Figure méconnue de l’Antiquité grecque, Hipparchia (qui vécut entre 350 et 280 avant notre ère) était une penseuse dont le nom n’apparaît que dans de très rares sources de l’époque et qui avait surtout retenu l’attention par son choix de vie, à rebours de la bienséance demandée aux représentantes du beau sexe. Intriguée par cette oubliée, l’autrice néerlandaise, Barbara Stok, en dresse le portrait dans un pavé de presque trois-cents pages, paru en juin dernier chez Paquet.

Le titre de l’ouvrage, La philosophe, le chien et le mariage résume le cœur de l’intrigue et annonce que le cynisme, une école de pensée anticonformiste et prônant la liberté, est au cœur du propos. Ce dernier met également en avant la condition féminine durant cette période – particulièrement à Athènes, berceau de la démocratie, où ces dames étaient néanmoins considérées comme d’éternelles mineures.
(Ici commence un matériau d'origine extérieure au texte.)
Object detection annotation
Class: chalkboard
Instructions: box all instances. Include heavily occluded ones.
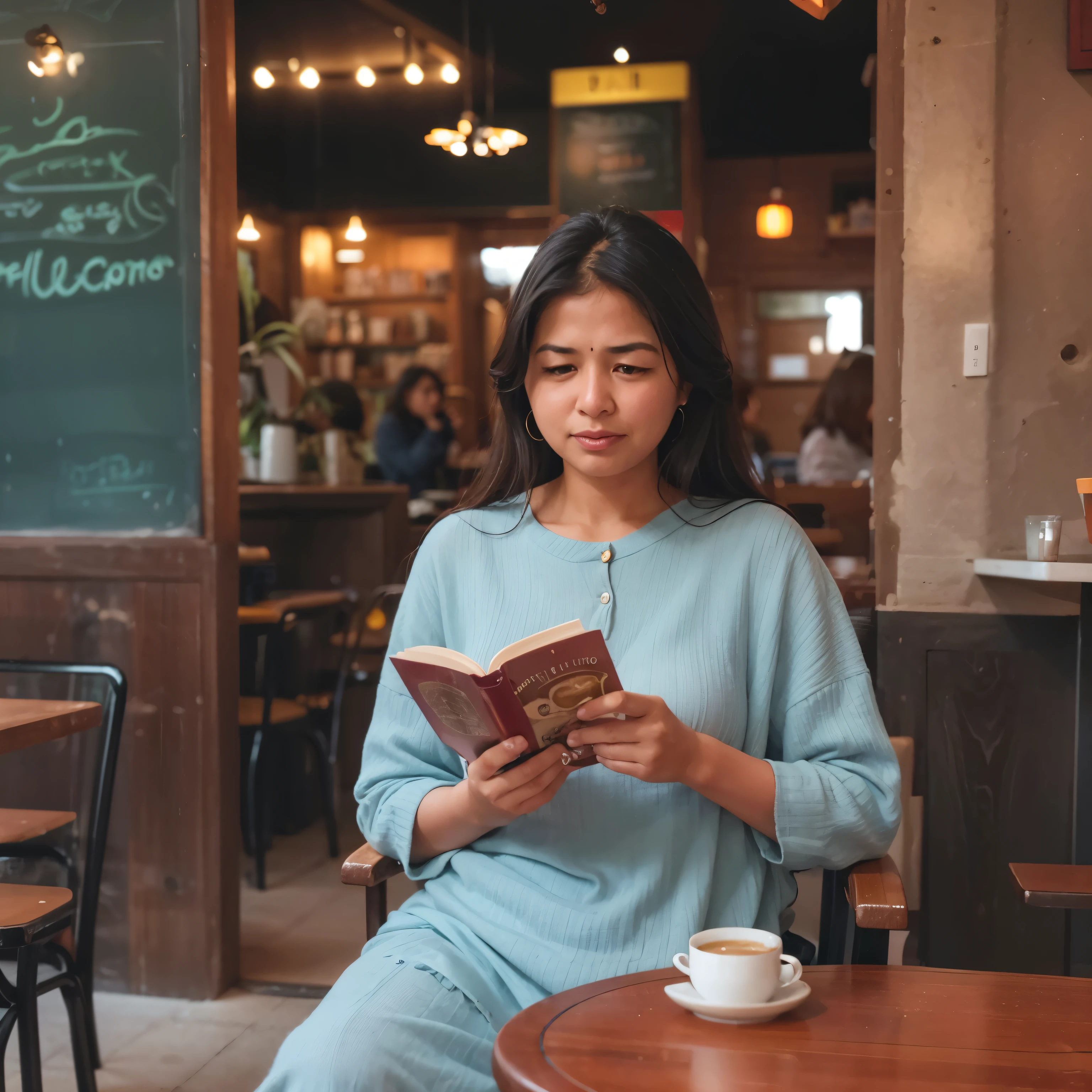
[0,0,201,535]
[555,103,682,215]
Les pourparlers précédent les noces prévues entre l’héroïne et Kallios se révèlent éloquents à cet égard. Il en est de même à travers les échanges de la future fiancée avec les femmes qui l’entourent. L’intrigue linéaire s’attarde sur les différentes étapes de la maturation d’Hipparchia. Prise en tenaille, cette dernière hésite entre le destin tout tracé qui lui est promis et un désir d’émancipation plus profond, ce qui rend son personnage plutôt crédible. Les autres protagonistes restent, pour leur part, moins développés, excepté Cratès. La composition graphique reflète l’esprit du livre. En effet, les planches, aérées, se caractérisent par un dessin de style naïf qui va à l’essentiel. Cet aspect d’épouillé se retrouve dans les couleurs posées en aplats sobres. L’ensemble paraît donc un peu statique, mais laisse, en contrepartie, toute la place aux dialogues. Quelques références savoureuses (au Banquet de Platon, par exemple), ainsi qu'une postface et des précisions en fin d'album viennent compléter le tout.

Malgré un graphisme peu séduisant, La philosophe, le chien et le mariage s’avère digne d’intérêt et se lit aisément. À découvrir pour avoir une idée de ce courant de pensée qui trouve un écho encore aujourd’hui.